Steve Bannon, a longtime ally of former President Donald Trump, was sentenced Friday to four months in prison for defying a House committee investigating the Jan. 6 insurgency at the United States Capitol.
Bannon was granted a stay of execution pending appeal by U.S. District Judge Carl Nichols, who also imposed a $6,500 fine as part of the sentence. In July, Bannon was found guilty of two counts of contempt of Congress: one for refusing to appear for a deposition and the other for refusing to turn over documents.
Nichols handed down the sentence after stating that the law clearly states that contempt of Congress carries a mandatory minimum sentence of at least one month in prison. Bannon’s attorneys argued that the judge should have sentenced him to probation instead. Prosecutors had requested that Bannon be imprisoned for six months.
“In my opinion, Mr. Bannon has not accepted responsibility for his actions,” Nichols said before passing sentence. “Others must be discouraged from committing similar offenses.”
The House panel had requested testimony from Bannon regarding his involvement in Trump’s efforts to overturn the 2020 presidential election.
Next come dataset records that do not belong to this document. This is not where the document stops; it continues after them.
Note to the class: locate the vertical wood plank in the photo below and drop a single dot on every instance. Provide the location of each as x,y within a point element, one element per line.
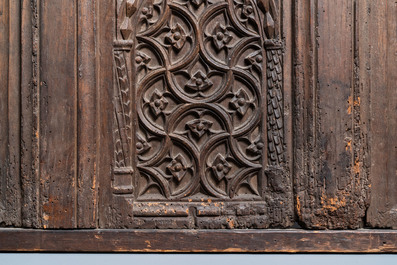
<point>58,112</point>
<point>4,123</point>
<point>10,214</point>
<point>30,113</point>
<point>87,124</point>
<point>106,28</point>
<point>382,84</point>
<point>331,191</point>
<point>114,210</point>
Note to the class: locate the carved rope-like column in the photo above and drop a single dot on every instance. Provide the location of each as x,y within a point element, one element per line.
<point>122,181</point>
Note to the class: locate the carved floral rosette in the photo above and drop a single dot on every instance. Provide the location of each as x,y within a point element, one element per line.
<point>204,71</point>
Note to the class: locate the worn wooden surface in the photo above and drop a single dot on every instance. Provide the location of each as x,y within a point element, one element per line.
<point>254,241</point>
<point>379,74</point>
<point>328,161</point>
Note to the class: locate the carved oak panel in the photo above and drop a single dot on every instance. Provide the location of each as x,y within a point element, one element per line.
<point>198,113</point>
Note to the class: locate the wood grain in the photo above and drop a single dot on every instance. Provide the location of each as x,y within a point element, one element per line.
<point>58,113</point>
<point>380,73</point>
<point>226,241</point>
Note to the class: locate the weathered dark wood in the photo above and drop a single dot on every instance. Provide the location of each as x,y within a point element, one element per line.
<point>30,114</point>
<point>87,181</point>
<point>331,179</point>
<point>10,191</point>
<point>255,241</point>
<point>196,144</point>
<point>58,113</point>
<point>379,32</point>
<point>89,95</point>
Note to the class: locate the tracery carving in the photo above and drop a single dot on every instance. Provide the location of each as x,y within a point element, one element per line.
<point>204,72</point>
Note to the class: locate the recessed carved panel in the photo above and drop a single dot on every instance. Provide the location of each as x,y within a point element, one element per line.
<point>198,107</point>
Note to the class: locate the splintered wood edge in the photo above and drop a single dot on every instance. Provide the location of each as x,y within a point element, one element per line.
<point>225,241</point>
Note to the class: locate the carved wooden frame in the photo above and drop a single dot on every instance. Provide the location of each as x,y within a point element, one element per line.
<point>179,133</point>
<point>112,192</point>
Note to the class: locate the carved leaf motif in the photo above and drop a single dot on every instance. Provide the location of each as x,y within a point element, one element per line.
<point>177,167</point>
<point>240,102</point>
<point>131,7</point>
<point>199,126</point>
<point>255,147</point>
<point>248,10</point>
<point>221,36</point>
<point>205,105</point>
<point>199,82</point>
<point>176,36</point>
<point>142,59</point>
<point>158,103</point>
<point>220,167</point>
<point>255,60</point>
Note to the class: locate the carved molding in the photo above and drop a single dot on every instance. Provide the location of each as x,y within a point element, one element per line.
<point>201,79</point>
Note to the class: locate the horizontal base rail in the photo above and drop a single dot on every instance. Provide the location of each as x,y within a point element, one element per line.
<point>254,241</point>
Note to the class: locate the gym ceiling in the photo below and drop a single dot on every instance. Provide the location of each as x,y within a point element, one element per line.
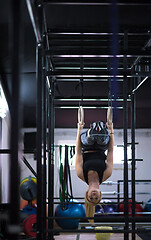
<point>82,37</point>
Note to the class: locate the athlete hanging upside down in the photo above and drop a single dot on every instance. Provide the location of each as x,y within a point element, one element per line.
<point>93,166</point>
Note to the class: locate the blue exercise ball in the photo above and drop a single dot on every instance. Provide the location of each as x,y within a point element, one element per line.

Bannon has yet to appear before the committee or provide any documents.
Prosecutors argued that Bannon, 68, deserved the longer sentence because he pursued a “bad faith strategy,” and his public statements disparaging the committee itself made it clear that he wanted to undermine their effort to get to the bottom of the violent attack and prevent it from happening again.
Meanwhile, the defense has stated that he was not acting in bad faith but was attempting to avoid running afoul of executive privilege objections raised by Trump when Bannon was first served with a committee subpoena last year. The former presidential adviser said he wanted a Trump lawyer in the room, but the committee refused.
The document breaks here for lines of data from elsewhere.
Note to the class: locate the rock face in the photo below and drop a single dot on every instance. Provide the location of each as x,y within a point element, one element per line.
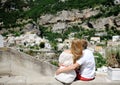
<point>65,19</point>
<point>16,63</point>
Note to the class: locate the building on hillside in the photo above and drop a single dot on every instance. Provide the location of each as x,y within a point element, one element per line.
<point>95,40</point>
<point>116,38</point>
<point>1,41</point>
<point>100,50</point>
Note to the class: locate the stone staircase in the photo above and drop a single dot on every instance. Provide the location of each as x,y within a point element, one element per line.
<point>17,68</point>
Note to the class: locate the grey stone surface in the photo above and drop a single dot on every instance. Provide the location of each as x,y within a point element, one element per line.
<point>17,68</point>
<point>20,64</point>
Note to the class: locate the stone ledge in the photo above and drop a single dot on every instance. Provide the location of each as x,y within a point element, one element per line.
<point>100,79</point>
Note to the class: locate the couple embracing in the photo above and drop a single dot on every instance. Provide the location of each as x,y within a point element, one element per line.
<point>76,63</point>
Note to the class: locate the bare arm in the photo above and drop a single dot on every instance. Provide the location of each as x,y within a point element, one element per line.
<point>67,69</point>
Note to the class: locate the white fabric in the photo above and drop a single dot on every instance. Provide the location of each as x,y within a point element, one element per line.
<point>87,64</point>
<point>65,59</point>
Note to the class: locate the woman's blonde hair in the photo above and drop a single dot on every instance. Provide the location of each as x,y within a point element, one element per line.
<point>76,49</point>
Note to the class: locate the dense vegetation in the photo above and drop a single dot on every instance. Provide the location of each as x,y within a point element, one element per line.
<point>11,10</point>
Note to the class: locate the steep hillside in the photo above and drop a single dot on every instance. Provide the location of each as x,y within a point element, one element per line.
<point>48,18</point>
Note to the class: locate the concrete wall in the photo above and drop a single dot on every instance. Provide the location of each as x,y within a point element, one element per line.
<point>13,62</point>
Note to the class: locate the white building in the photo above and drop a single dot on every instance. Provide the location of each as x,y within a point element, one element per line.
<point>95,40</point>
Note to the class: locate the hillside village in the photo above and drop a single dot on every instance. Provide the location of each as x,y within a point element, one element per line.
<point>52,33</point>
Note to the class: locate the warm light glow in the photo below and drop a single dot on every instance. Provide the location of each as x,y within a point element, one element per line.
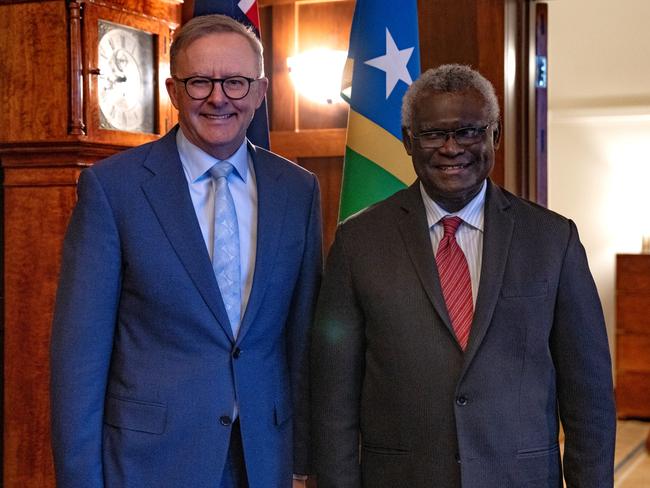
<point>317,74</point>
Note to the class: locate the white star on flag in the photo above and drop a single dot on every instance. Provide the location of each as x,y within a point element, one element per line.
<point>393,63</point>
<point>245,5</point>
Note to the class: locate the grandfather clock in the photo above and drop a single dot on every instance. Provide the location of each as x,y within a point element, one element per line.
<point>79,80</point>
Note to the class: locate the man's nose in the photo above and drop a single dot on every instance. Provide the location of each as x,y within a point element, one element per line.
<point>217,95</point>
<point>450,145</point>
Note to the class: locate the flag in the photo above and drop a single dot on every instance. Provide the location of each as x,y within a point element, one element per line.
<point>246,12</point>
<point>383,60</point>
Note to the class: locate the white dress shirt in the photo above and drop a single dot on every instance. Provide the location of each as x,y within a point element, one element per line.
<point>469,235</point>
<point>243,187</point>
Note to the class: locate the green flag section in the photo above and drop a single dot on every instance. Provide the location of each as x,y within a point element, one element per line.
<point>364,183</point>
<point>383,60</point>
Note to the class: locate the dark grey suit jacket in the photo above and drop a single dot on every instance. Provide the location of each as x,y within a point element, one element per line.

The judge noted in imposing the sentence that Bannon did have a lawyer, and while his advice may have been “overly aggressive,” he did appear to be following it.
Many other former White House aides have testified solely on their own behalf. Bannon had left the White House in 2017 and was a private citizen when he met with the then-president prior to the riot.
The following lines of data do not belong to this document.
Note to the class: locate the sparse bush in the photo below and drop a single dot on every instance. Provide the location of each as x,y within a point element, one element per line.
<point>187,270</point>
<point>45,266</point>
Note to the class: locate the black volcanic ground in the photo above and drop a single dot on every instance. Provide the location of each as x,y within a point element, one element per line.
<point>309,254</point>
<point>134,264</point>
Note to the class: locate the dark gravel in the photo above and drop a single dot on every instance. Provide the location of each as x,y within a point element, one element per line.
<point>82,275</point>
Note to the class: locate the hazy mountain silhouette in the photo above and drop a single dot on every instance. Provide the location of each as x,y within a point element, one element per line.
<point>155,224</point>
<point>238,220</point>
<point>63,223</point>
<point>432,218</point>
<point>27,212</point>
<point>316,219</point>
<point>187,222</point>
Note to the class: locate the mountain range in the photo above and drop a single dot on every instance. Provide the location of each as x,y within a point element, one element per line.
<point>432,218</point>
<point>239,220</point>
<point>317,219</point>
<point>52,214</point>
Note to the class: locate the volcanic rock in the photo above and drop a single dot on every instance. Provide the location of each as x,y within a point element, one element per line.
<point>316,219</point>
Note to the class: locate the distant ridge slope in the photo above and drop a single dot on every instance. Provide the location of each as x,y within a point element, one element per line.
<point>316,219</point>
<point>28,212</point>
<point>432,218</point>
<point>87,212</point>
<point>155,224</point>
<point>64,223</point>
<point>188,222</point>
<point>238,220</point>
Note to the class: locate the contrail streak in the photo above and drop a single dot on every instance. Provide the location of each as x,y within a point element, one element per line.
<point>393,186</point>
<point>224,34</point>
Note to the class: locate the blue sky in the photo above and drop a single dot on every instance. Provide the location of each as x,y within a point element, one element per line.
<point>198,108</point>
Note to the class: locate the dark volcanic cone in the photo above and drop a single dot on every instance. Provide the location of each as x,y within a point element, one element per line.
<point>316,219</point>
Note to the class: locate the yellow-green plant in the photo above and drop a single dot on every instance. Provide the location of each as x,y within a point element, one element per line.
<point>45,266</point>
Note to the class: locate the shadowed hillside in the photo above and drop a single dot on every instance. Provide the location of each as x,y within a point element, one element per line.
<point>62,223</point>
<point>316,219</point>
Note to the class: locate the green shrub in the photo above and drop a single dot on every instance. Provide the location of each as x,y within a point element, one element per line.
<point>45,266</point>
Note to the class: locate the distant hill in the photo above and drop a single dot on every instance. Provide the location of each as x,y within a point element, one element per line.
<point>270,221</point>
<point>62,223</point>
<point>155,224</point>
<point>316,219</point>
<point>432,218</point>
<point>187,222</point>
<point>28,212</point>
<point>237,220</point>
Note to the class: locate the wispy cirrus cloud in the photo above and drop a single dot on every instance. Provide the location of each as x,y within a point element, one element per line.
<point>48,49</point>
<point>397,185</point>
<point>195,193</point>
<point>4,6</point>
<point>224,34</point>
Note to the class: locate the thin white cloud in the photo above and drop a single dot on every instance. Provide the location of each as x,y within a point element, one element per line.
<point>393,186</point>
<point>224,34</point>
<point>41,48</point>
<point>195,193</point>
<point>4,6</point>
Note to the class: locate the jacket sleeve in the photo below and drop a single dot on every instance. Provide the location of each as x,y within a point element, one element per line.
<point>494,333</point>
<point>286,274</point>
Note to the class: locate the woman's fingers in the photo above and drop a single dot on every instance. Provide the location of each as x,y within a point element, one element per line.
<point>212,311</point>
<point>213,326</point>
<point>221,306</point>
Before the judge handed down the sentence, Bannon’s lawyer, David Schoen, delivered an impassioned argument against the committee, claiming that Bannon had simply done what his lawyer told him to do in response to Trump’s executive privilege objections.
“Quite frankly, Mr. Bannon should make no apology. No American should make any apology for the manner in which Mr. Bannon proceeded in this case,” he said.
“Telling the truth about this committee or speaking one’s mind about this committee, it’s not only acceptable in this country, but also an obligation if one believes it to be true,” Schoen said of Bannon’s public remarks about the committee.
Bannon told reporters as he walked into court on Friday, “This illegitimate regime, their judgment day is on November 8th, when the Biden administration ends.” During the hearing, Bannon said only, “My lawyers have spoken for me, your honor.”
After the sentencing, Bannon stated that he believed Attorney General Merrick Garland would be impeached.
Prosecutors sought the maximum fine because Bannon refused to answer routine questions about his income and insisted on paying whatever the judge ordered. The judge, though, found the short answers were an effort to spare court staff a lengthy effort of tracing Bannon’s finances and imposed a smaller fine.
Bannon also claims he offered to testify after Trump waived executive privilege. However, that was after the contempt charges were filed, and prosecutors claim that he would only agree to give the deposition if the case was dropped.
In addition to the “We Build the Wall” campaign, Bannon is facing separate money laundering, fraud, and conspiracy charges in New York. Bannon has entered a not-guilty plea.
Prosecutors claim Bannon misled donors by falsely promising that all funds would be used to build a wall along the US-Mexico border, but instead was involved in transferring hundreds of thousands of dollars to third-party entities and using them to funnel payments to two other people involved in the scheme.